La primera vez que escribes para prensa, compras el periódico y te ves impreso. Siempre te encuentras errores, motivo por el cual muchos dejan de releerse apenas han empezado a escribir. Dejan de leerse a sí mismos, dejan de leer a los demás o a lo peor lo hacen con más fruición precisamente para verles los errores a ellos y perdonarse los propios. Yo no: aún me someto a ese martirio.

Anoche, por primera vez, vi unos sobretítulos excorpóreos. Los de Rigoletto en la Ópera de Oviedo, que traduje y preparé yo, desde el patio de butacas. Qué sensación, en un estreno, ver a Celso Albelo comérselo, a Jessica Pratt arrasarlo y a Juan Jesús Rodríguez clavarlo, gripe residual mediante, —no me olvido de José Manuel Díaz en Marullo, del inmenso Monterone de Ricardo Seguel, del notable Sparafucile de Felipe Bou y del importante Borsa de Pablo García López— con un texto, con mi versión del texto, sobre nuestras cabezas.

La sensación de hacer parte en una ópera y luego no toquetearla es como hacerte un truco de magia a ti mismo. Solo hay que centrarse en la producción, en el público, en dejar de imaginar las entretelas y que las voces, la orquesta, el coro, la escena te bamboleen hasta sumirte en el plácido sueño del espectador puro. Las manos funcionan solas. El pie, sobre las tablas del patio de butacas, sigue marcando el ritmo enfundado en los zapatos como lo marcaría en bata y calcetines en la mesa de estudio.

Requiere su esfuerzo notable, pero posiblemente sea el mayor regalo posible. Envidias a quien nunca leyó a Auster, a quien aún tiene por descubrir el cine, a quien alza dos palmos del suelo y ni siquiera sabe a qué se parece su sombra o su reflejo: envidias a quien nunca ha visto una ópera.

Siempre es conflictivo recomendar la primera toma de contacto a terceros, por aquello de que o bien te enamoras de la ópera a la primera, o la aborreces de por vida. Les tallas un traje a medida, les buscas un Verdi, una buena zarzuela de Chapí, una opereta de Lehár que los pegue a la silla, un Bartók o Debussy algo más especial si es lo que piden. Los mides, lo piensas, lo repiensas, pero es que esto no tiene nombre.

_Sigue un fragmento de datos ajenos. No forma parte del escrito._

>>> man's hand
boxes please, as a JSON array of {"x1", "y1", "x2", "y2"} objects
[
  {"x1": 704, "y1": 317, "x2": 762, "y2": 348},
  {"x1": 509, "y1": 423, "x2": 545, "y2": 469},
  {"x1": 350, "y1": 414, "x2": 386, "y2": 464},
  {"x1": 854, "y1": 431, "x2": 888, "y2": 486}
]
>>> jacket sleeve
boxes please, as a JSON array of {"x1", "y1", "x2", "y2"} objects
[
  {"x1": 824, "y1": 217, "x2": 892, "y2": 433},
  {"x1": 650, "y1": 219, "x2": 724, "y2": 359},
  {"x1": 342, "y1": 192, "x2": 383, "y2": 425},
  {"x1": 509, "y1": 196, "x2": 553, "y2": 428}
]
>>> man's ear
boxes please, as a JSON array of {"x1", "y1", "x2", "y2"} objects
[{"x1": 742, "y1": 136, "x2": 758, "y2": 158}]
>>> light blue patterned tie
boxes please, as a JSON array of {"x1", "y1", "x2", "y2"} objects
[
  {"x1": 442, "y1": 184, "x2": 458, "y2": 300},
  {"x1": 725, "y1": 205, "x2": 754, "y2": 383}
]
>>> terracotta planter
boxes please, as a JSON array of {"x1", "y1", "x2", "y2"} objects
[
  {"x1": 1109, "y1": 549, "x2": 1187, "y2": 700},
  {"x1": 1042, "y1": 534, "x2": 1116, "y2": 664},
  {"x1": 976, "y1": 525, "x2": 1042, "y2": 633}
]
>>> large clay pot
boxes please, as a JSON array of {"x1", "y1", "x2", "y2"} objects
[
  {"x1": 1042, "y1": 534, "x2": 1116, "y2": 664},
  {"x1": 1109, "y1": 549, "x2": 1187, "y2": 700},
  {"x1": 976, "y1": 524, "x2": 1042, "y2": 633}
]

Me prometí escribir más sobre el Peter Grimes de hace cinco años que a mí me atropelló algo; aún no lo he hecho: será difícil de verbalizar. Es el momento de tomar nota —y de que acudan a escuchar y a ver el Rigoletto de la Ópera de Oviedo, que presenta dos estupendos repartos hasta el sábado de la semana que viene— para futuras entregas.